Little Big Adventure Twinsens Quest

Little Big Adventure Twinsen’s Quest Recensione: il remake perfetto per i nostalgici

Nel 2014 viene pubblicato un articolo sul The Guardian dedicato ai trenta migliori videogiochi dimenticati a causa del passare del tempo: tra questi ultimi l’autore, Keith Stuart, inserisce anche Little Big Adventure. È quindi del tutto possibile che apparteniate a una fascia del pubblico relativamente giovane, e che di questa piccola perla della prima metà degli anni Novanta del secolo scorso non abbiate mai sentito parlare; né c’è qualcosa di male, in questo. Difatti, stando all’articolo del The Guardian, anche chi all’epoca c’era ha finito col dimenticare Twinsen e la sua “piccola grande avventura”. Se è vero che il tempo è galantuomo, però, ci voleva solo un po’ prima che il videogioco in questione tornasse alla ribalta. Ci torna in questi giorni, dato che nel momento in cui scriviamo Little Big Adventure Twinsen’s Quest è disponibile su PC e console di attuale generazione; lo abbiamo recensito per voi su PlayStation 5 e siamo pronti a raccontarlo sia ai vecchi fan che ai nuovi arrivati che non ne sanno assolutamente nulla (e che potrebbero dunque legittimamente innamorarsene).

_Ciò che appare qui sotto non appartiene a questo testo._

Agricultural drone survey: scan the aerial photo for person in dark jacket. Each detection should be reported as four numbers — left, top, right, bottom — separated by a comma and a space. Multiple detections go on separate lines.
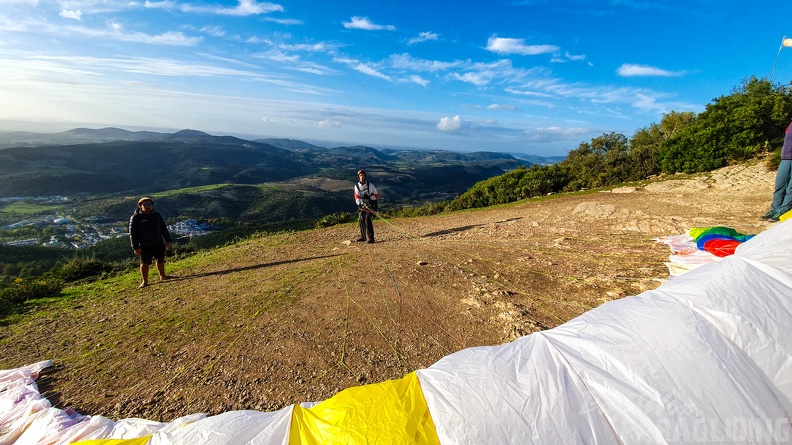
762, 118, 792, 222
355, 170, 379, 243
129, 197, 173, 288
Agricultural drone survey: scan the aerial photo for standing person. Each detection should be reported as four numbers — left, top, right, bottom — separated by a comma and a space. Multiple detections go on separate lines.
355, 169, 379, 243
762, 118, 792, 222
129, 196, 173, 288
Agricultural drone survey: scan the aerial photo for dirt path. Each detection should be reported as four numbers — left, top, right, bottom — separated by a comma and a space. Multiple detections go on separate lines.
0, 159, 775, 421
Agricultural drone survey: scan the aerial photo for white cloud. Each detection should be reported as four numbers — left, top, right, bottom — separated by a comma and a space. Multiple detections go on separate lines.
60, 9, 82, 20
143, 0, 177, 9
180, 0, 283, 16
407, 32, 440, 45
487, 104, 522, 111
201, 25, 225, 37
437, 115, 462, 131
319, 119, 341, 128
390, 54, 464, 73
487, 36, 559, 56
278, 42, 338, 53
550, 51, 591, 65
616, 63, 685, 77
333, 58, 393, 82
264, 17, 303, 26
505, 88, 552, 97
344, 16, 396, 31
410, 75, 429, 87
520, 127, 591, 142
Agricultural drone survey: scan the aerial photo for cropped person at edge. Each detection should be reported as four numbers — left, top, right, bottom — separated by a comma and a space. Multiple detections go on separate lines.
761, 116, 792, 222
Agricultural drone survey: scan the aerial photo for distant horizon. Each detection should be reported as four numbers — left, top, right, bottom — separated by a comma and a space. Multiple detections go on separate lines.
0, 119, 566, 159
0, 0, 792, 156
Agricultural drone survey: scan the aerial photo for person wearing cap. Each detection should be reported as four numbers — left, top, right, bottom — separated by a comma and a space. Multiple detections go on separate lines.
761, 118, 792, 222
355, 169, 379, 243
129, 196, 173, 288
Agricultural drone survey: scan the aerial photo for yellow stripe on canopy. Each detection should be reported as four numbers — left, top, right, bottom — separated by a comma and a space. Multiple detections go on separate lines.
72, 435, 151, 445
289, 372, 440, 445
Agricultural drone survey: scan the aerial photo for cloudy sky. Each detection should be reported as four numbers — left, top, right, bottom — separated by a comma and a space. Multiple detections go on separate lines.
0, 0, 792, 156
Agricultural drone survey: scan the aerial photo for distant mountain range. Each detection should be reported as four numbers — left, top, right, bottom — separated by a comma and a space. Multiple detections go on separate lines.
0, 128, 563, 225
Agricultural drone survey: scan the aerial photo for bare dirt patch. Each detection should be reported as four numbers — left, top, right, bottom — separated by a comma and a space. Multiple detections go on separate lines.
0, 159, 775, 421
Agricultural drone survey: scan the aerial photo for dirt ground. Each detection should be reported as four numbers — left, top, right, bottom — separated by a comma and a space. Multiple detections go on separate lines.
0, 163, 775, 421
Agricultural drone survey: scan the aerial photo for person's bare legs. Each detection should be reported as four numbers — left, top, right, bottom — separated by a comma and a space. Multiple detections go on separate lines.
138, 263, 149, 288
157, 261, 170, 280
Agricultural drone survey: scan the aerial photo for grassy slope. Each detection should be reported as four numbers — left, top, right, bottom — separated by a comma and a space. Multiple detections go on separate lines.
0, 160, 773, 420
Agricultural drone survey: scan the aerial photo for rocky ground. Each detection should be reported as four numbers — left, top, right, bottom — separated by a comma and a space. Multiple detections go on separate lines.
0, 159, 775, 421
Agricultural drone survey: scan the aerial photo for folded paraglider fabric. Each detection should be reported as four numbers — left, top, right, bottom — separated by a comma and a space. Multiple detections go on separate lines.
0, 222, 792, 445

Little Big Adventure Twinsen’s Quest
Il comparto grafico del gioco

Un remake “necessario”

Quante volte viene utilizzato al giorno l’aggettivo “necessario”, quasi sempre a sproposito? Un libro necessario, un film necessario, un videogioco necessario: sappiamo invece benissimo che al mondo di necessario vi è davvero pochissimo, e che tutto il resto è accessorio. Va detto però che, se proprio dobbiamo accettarne l’utilizzo, allora sì: in un mercato videoludico oberato e invaso da remake su remake e remastered di remastered (qualcuno ha detto Until Dawn su PlayStation 5?) effettivamente Little Big Adventure Twinsen’s Quest può apparire come un prodotto necessario. Si tratta fondamentalmente della primissima avventura risalente al 1994, quando venne pubblicato su PC, prima in versione CD-ROM e poi in versione floppy disk (su floppy! Praticamente come confrontare l’età moderna col Giurassico). I collezionisti però avranno forse messo le mani sulla versione del 1997, pubblicata anche in Europa sulla primissima PlayStation.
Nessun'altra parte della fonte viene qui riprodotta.